2.4. Snakemake & automated workflows

The workflow manager Snakemake[51] was chosen to implement the computational workflow in a reproducible and reusable way. Snakemake performs the “heavy lifting” of data analysis, such as; handling file inputs, automatically deploying software, ensuring scalability, portability, and readability to guarantee sustainable data analysis.[52] Snakemake implements user-defined rules which have defined inputs and output files. Snakemake automatically infers which rules to connect by building a directed acyclic graph (DAG) and handles execution of the rules in the right order to produce a user requested output. Snakemake was selected over other workflow managers for its Python derived readable syntax, its popularity, active development, and the native Conda and Jupyter notebook integration.

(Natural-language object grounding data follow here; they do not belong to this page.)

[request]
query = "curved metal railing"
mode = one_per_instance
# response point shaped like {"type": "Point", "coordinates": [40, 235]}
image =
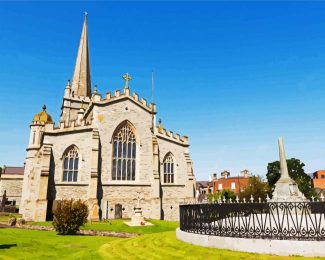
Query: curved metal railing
{"type": "Point", "coordinates": [268, 220]}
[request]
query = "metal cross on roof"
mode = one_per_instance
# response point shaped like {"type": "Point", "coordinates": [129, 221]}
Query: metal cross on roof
{"type": "Point", "coordinates": [127, 78]}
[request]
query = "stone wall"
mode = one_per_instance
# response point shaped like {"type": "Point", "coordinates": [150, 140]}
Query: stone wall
{"type": "Point", "coordinates": [13, 187]}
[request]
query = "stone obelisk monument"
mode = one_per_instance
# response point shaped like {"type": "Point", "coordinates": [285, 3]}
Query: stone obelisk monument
{"type": "Point", "coordinates": [286, 189]}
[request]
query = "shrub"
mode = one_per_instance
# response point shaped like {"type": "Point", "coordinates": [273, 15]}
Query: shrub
{"type": "Point", "coordinates": [69, 216]}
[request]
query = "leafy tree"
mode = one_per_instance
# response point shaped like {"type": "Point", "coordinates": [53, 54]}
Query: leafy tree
{"type": "Point", "coordinates": [225, 194]}
{"type": "Point", "coordinates": [296, 172]}
{"type": "Point", "coordinates": [256, 188]}
{"type": "Point", "coordinates": [69, 216]}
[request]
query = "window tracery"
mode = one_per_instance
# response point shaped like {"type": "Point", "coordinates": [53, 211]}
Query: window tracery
{"type": "Point", "coordinates": [169, 168]}
{"type": "Point", "coordinates": [124, 154]}
{"type": "Point", "coordinates": [70, 165]}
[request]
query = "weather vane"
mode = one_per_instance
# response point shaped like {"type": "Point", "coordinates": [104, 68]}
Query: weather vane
{"type": "Point", "coordinates": [127, 78]}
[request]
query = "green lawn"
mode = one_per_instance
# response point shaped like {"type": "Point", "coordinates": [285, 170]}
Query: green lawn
{"type": "Point", "coordinates": [119, 226]}
{"type": "Point", "coordinates": [156, 242]}
{"type": "Point", "coordinates": [32, 244]}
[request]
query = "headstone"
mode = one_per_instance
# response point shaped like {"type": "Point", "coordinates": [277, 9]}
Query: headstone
{"type": "Point", "coordinates": [137, 219]}
{"type": "Point", "coordinates": [94, 216]}
{"type": "Point", "coordinates": [3, 201]}
{"type": "Point", "coordinates": [286, 189]}
{"type": "Point", "coordinates": [12, 221]}
{"type": "Point", "coordinates": [118, 211]}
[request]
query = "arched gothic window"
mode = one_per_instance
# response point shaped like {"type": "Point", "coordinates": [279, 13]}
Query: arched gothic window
{"type": "Point", "coordinates": [169, 169]}
{"type": "Point", "coordinates": [70, 165]}
{"type": "Point", "coordinates": [124, 154]}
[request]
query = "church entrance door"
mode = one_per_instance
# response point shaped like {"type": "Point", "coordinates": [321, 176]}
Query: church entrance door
{"type": "Point", "coordinates": [118, 211]}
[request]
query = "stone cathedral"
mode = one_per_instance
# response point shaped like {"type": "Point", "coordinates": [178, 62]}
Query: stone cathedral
{"type": "Point", "coordinates": [106, 150]}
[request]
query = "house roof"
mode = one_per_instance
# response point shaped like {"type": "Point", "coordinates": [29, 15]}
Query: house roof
{"type": "Point", "coordinates": [202, 184]}
{"type": "Point", "coordinates": [13, 170]}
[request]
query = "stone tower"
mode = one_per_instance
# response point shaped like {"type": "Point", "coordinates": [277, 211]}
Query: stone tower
{"type": "Point", "coordinates": [78, 92]}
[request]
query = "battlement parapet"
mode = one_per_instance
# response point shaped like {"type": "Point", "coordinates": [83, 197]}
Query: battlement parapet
{"type": "Point", "coordinates": [125, 94]}
{"type": "Point", "coordinates": [162, 132]}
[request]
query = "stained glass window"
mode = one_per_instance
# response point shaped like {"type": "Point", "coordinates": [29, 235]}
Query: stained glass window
{"type": "Point", "coordinates": [169, 169]}
{"type": "Point", "coordinates": [70, 165]}
{"type": "Point", "coordinates": [124, 154]}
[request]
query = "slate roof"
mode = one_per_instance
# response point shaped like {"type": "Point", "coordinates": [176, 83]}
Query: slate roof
{"type": "Point", "coordinates": [13, 170]}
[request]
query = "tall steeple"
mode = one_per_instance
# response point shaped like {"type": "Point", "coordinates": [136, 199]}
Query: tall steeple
{"type": "Point", "coordinates": [81, 85]}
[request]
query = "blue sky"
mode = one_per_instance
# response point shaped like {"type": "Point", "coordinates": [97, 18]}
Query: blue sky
{"type": "Point", "coordinates": [232, 76]}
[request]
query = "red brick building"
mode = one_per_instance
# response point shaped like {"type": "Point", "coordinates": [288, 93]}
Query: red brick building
{"type": "Point", "coordinates": [235, 184]}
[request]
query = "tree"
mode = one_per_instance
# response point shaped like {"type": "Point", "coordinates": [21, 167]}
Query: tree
{"type": "Point", "coordinates": [296, 172]}
{"type": "Point", "coordinates": [225, 194]}
{"type": "Point", "coordinates": [69, 216]}
{"type": "Point", "coordinates": [256, 188]}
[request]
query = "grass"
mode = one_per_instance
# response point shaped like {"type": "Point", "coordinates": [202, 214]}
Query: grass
{"type": "Point", "coordinates": [118, 225]}
{"type": "Point", "coordinates": [32, 244]}
{"type": "Point", "coordinates": [5, 218]}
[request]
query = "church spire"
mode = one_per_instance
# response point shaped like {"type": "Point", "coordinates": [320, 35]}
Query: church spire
{"type": "Point", "coordinates": [81, 85]}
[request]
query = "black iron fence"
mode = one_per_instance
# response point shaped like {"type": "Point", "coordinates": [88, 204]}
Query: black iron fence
{"type": "Point", "coordinates": [268, 220]}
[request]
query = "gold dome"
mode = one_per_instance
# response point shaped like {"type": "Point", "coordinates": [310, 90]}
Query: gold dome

2.5. Chemical informatics conformer generators

SMILES strings were used as inputs to the RDKit[11] and OMEGA[9] conformer generators to remove any kind of previous structural information.[9] SMILES strings were produced from the parametrised MD topology (see Section 3.1) to closely match the MD reference structure for later comparison. The resulting conformer generator outputs were renumbered to match the MD reference and in some cases Hydrogen atoms were added or removed to exactly match the MD topology.